Jackie reported that at the CAC meeting, they discussed various types of cofferdams that will be required to hold back the river and allow excavation of the toxic material. The also discussed that these will have to be very long, 70 to 100 feet, and most of that will be buried in the river bank. Installation of the cofferdam is expected to generate noise in the neighborhoods, and questions arise about whether the slopes will be destabilized, and will traffic on the I-10 highway be distracted by the noise and activity.

Baumgarten told the group that the material would be removed in trucks, not river barges, and over 10,000 truckloads would be required. Then the material would be transported to a licensed toxic waste landfill 100 miles away, perhaps near the Texas Louisiana border. Jackie questioned whether the material could be safely stored in perpetuity, and said that she didn’t want to move our problem to someone else.

Jackie also questioned not only the remediation details in the report, but the testing procedures and locations, and the acceptable levels of toxicity that will be left behind.

The RD said that the Sand Separation Area, adjacent to the North Impoundment, could be left unremediated to return to safe levels by “natural recovery, with monitoring.” Jackie said that tests of this area were not made in the right areas, and retests showed levels of toxicity at 3000 parts per trillion (ppt), 10 times the acceptable 300 ppt.

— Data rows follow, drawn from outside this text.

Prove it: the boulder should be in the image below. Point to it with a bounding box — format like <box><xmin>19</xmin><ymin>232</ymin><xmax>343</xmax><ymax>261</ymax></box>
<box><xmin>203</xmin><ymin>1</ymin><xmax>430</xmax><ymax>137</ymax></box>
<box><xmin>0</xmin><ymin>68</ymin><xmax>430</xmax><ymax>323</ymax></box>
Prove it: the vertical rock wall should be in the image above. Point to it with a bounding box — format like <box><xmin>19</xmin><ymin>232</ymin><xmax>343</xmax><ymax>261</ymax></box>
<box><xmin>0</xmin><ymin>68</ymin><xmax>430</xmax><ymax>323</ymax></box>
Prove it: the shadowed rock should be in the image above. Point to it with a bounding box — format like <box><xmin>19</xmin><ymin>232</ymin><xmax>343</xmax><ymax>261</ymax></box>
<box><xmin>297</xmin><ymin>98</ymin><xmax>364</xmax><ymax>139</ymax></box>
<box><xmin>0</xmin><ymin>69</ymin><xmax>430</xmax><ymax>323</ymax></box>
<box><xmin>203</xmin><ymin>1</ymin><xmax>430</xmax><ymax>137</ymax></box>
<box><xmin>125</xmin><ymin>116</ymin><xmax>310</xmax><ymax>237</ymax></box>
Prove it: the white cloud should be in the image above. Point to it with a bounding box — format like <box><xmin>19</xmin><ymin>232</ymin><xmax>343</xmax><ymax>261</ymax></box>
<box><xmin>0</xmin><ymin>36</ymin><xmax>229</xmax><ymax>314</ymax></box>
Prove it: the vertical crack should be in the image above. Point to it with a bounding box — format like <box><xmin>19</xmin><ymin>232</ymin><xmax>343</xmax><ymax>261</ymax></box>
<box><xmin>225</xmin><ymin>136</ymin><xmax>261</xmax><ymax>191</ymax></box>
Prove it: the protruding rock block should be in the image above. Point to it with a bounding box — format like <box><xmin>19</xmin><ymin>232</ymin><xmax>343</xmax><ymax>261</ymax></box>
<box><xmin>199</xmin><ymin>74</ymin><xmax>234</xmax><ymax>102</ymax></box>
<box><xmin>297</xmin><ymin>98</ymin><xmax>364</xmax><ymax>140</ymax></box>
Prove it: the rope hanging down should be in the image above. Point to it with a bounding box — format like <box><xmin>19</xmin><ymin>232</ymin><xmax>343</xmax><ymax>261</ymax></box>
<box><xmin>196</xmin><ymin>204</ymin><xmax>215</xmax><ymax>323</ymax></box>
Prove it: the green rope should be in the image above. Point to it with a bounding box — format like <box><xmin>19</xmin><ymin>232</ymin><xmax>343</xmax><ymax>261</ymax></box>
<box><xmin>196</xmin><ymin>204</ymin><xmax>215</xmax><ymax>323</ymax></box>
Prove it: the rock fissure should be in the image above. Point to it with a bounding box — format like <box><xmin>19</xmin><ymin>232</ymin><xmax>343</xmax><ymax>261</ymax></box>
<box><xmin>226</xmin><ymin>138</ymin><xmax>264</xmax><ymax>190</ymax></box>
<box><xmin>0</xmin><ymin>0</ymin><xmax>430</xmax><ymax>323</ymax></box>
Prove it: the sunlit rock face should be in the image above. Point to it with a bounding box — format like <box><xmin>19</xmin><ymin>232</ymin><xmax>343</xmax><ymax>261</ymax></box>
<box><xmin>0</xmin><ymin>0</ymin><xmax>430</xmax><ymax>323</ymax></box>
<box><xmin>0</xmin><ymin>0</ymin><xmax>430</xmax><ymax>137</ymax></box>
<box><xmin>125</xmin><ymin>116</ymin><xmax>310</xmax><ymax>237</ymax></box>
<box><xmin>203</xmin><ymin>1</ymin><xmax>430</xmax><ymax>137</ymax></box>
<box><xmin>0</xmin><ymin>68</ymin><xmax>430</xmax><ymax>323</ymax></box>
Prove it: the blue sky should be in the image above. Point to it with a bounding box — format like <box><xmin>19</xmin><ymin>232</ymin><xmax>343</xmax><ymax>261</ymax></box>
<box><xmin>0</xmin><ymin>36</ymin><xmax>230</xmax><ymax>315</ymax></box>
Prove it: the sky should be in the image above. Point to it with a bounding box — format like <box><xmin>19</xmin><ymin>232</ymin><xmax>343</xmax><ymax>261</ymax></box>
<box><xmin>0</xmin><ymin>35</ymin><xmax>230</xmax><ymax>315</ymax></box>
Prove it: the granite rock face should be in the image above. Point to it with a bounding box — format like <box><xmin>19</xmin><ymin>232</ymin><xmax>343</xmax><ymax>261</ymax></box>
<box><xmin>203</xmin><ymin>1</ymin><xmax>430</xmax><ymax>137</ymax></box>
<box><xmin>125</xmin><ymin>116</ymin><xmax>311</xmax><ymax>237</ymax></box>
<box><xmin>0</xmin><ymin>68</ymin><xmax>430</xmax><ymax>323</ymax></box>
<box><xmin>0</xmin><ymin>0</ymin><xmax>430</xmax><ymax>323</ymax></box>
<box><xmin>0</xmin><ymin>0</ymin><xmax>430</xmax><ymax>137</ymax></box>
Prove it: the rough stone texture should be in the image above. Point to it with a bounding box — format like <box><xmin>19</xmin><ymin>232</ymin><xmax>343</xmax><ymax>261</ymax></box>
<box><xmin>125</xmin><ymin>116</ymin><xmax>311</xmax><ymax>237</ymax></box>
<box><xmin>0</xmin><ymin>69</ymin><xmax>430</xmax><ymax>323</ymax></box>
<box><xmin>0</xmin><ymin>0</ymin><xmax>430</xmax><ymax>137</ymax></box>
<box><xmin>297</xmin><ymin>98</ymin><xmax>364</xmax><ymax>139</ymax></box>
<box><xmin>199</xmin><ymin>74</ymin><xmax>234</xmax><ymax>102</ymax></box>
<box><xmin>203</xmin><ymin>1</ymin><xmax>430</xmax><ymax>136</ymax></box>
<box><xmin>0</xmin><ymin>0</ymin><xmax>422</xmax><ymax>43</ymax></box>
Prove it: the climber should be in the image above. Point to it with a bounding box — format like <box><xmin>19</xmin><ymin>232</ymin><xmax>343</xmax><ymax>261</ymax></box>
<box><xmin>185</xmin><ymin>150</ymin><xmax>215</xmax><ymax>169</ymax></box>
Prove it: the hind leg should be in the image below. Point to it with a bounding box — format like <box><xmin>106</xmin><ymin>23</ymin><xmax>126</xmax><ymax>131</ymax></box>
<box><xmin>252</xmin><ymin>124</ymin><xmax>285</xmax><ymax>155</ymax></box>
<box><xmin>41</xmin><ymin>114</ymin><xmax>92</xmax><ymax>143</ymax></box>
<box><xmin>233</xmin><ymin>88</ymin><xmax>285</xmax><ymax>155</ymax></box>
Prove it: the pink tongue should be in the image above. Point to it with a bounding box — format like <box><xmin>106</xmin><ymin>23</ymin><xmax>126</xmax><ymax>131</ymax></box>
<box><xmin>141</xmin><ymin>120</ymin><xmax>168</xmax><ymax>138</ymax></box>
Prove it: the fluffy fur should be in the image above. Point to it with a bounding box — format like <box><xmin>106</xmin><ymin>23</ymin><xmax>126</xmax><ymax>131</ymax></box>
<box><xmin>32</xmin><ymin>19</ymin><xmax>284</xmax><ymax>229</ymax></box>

In the Northern Impoundment, the remediation level will be 30 ppt, but she said that some retests have shown a Dioxin known as TCDD to be as high as 96,000 ppt, and Furian as high as 200,000. She said these are not acceptable levels to be left behind.

The data is hard to analyze, she said, because there is so much. The Appendix C with lab reports is 21,000+ pages, and perhaps not complete at that. She pointed out a notation made by the consultant, GHD, that said some of the samples had been removed from the report, at the request of the PRP (Responsible Parties).

Jackie called for more transparency in the remediation reports and the process they represent, and perhaps the need for resampling and new criteria for allowable toxicity levels.

An example of less transparency is a “hot spot” in the Southern Impoundment that EPA does not plan to remediate, because it is outside their arbitrary site boundaries.